私の農業との最初の出会いは、確か保育園で毎年借りた土地で作った、さつまいもを秋に掘ることだったと思います。私は紅はるかとか甘いお芋が好きなのですが、私が小さい頃は甘いお芋はなく、でも美味しかった覚えが。何でしょうね?青空の中、みんなで囲んでお芋を食べたので、今は甘いお芋が好みでも、景色とかで今の感じ方とは違う美味しさがあったんでしょうね。

小学校に上がったら、日差し防止で、ゴーヤのグリーンカーテンを教室の前で作りました。

大人になってからは2ヵ所目のA型で、農業で工賃を稼ごうとしていた時期があって、ほうれん草の袋詰めや、遠出して収穫した柿を入れる箱折り作業なんかに1回ずつ行きました。スピードも重視の中で、私はとにかく作業が一人だけ遅くて、他の方に迷惑をかけました。

今回記事を書いていて、「農園型障害者雇用」には否定的でも、“農福連携”には肯定的な声が多いことに驚かされました。一般とA型などでは、支援の手厚さとか、任される仕事の内容も違いがありそうですし、意見が割れてしまうのは仕方がないことだと思います。

水耕農園はTANOSHIKAを卒業された方で、一般でそちらに就職したって方が多いと聞いていましたし、支援が手厚く、入社希望が多くても、空きがないから現在空き待ちだとも聞いていたので、人気の高さを知っていました。
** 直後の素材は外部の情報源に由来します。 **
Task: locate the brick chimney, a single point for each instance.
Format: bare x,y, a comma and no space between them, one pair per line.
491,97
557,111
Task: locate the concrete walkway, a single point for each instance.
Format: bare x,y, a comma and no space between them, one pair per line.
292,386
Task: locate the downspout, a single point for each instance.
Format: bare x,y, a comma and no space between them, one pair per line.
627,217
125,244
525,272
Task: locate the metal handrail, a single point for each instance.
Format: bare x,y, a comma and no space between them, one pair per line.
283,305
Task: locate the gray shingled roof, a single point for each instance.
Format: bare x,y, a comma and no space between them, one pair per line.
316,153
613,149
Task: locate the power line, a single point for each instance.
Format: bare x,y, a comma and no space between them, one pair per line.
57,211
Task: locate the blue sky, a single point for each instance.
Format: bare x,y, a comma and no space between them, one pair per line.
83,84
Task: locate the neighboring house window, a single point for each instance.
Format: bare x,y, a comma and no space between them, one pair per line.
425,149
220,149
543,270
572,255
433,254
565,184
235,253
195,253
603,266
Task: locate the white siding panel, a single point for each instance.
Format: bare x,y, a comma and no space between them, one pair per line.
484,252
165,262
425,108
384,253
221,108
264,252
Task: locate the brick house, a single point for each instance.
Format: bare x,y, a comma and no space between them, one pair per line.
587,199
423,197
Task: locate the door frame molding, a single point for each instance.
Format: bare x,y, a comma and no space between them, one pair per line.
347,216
働く上ではいかに周りの支援や障害に対する理解がいいか、そうじゃないかでそこに働ける長さというものは、私はA型での話ですが身に染みていますし、働くならやっぱり気持ちよく働きたいなと、この記事を書いて改めて確信しました。

美味しそうなトマトのある農園

noteでも書いています。よければ読んでください。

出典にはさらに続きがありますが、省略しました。